We entered tool responses into an Access database for coding and created a codebook using established implementation frameworks and compilations. We categorized implementation strategies using the Waltz et al. (22) and SISTER compilations (23, 24); Proctor et al.’s (10) reporting recommendations for strategy specification; and the Wiltsey Stirman et al.’s (13) framework for treatment adaptations. Two research specialists (CWB, KM) trained by the study PI conducted dual independent coding and met weekly to resolve discrepancies. If consensus could not be reached among the two coders, the PI made a final decision. The resulting coded data offered a characterization of the reported activities based on alignment with implementation strategy reporting recommendations (10) and the treatment adaptation framework (12) (Table 3).

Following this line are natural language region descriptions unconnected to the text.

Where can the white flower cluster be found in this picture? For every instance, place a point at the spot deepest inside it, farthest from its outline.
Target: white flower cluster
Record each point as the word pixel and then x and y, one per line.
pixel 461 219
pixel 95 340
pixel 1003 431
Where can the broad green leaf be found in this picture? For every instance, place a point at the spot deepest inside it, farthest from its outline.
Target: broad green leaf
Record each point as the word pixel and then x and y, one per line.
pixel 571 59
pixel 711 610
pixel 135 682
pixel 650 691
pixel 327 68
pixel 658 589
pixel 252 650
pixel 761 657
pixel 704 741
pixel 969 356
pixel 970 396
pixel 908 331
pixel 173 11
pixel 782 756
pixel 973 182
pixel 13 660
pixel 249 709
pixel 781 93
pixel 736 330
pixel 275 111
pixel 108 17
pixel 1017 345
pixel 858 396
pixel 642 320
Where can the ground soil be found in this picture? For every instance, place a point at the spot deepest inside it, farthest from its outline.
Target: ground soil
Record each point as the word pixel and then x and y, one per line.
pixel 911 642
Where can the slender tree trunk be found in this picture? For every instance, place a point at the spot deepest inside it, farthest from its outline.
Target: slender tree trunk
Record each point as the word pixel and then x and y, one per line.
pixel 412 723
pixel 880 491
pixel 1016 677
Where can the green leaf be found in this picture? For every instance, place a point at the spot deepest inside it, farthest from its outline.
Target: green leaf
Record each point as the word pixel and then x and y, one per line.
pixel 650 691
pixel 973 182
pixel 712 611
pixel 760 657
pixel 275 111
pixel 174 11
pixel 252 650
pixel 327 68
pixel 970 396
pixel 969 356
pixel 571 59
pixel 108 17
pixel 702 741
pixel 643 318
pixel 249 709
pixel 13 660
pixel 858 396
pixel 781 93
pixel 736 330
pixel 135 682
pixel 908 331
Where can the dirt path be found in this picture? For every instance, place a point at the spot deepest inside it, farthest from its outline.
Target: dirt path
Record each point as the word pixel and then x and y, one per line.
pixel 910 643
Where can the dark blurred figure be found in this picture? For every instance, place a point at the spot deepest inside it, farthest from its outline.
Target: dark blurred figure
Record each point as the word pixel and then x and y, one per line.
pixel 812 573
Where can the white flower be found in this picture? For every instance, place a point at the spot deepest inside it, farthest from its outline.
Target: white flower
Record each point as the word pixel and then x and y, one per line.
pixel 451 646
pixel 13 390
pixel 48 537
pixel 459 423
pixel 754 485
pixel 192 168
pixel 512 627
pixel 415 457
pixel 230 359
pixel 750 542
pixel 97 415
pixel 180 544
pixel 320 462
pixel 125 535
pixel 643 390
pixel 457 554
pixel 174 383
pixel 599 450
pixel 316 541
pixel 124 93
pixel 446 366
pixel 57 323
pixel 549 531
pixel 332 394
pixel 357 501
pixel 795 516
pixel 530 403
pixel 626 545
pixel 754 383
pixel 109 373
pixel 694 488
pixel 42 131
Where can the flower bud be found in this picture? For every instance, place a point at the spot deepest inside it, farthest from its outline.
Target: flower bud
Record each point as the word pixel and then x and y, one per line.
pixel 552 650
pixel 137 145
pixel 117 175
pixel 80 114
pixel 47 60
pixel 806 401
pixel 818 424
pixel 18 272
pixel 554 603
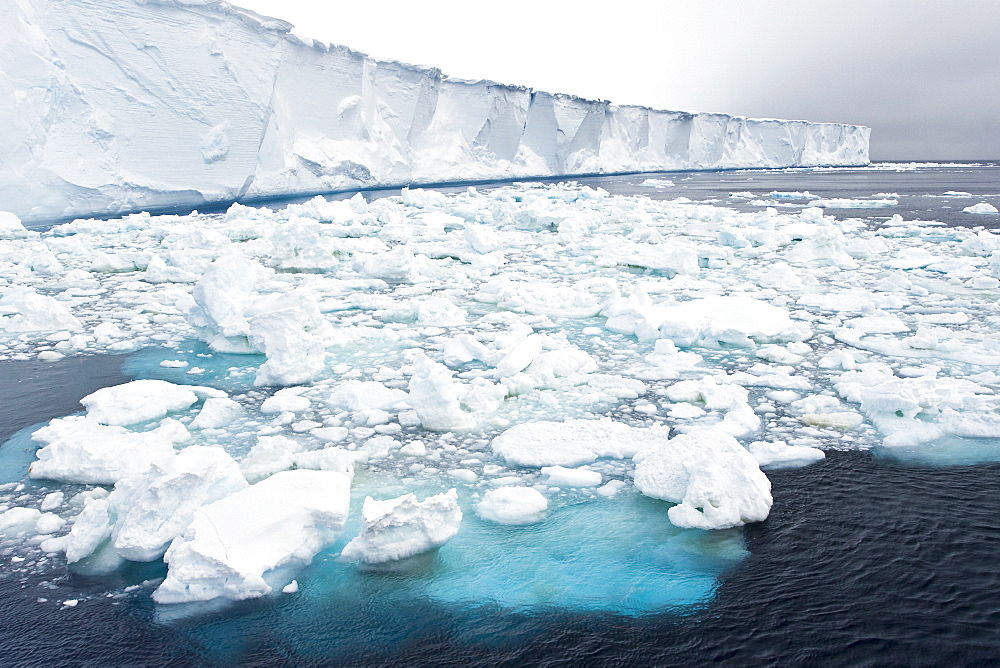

The first author and second author (LP), a sociologist with expertise in qualitative methods, conducted dual independent coding of all interview transcripts. A code book containing a priori codes based on the semi-structured interview guide was developed and iteratively refined with emergent codes added throughout the process. Code domains mapped onto the interview guide (Supplemental file 4). The coders held weekly consensus meetings to resolve discrepancies and reach agreement on additional emergent codes (29). Assigned codes were entered into ATLAS.ti (Version 7.1; (30)) and code reports were obtained and analyzed for main themes and illustrative quotes.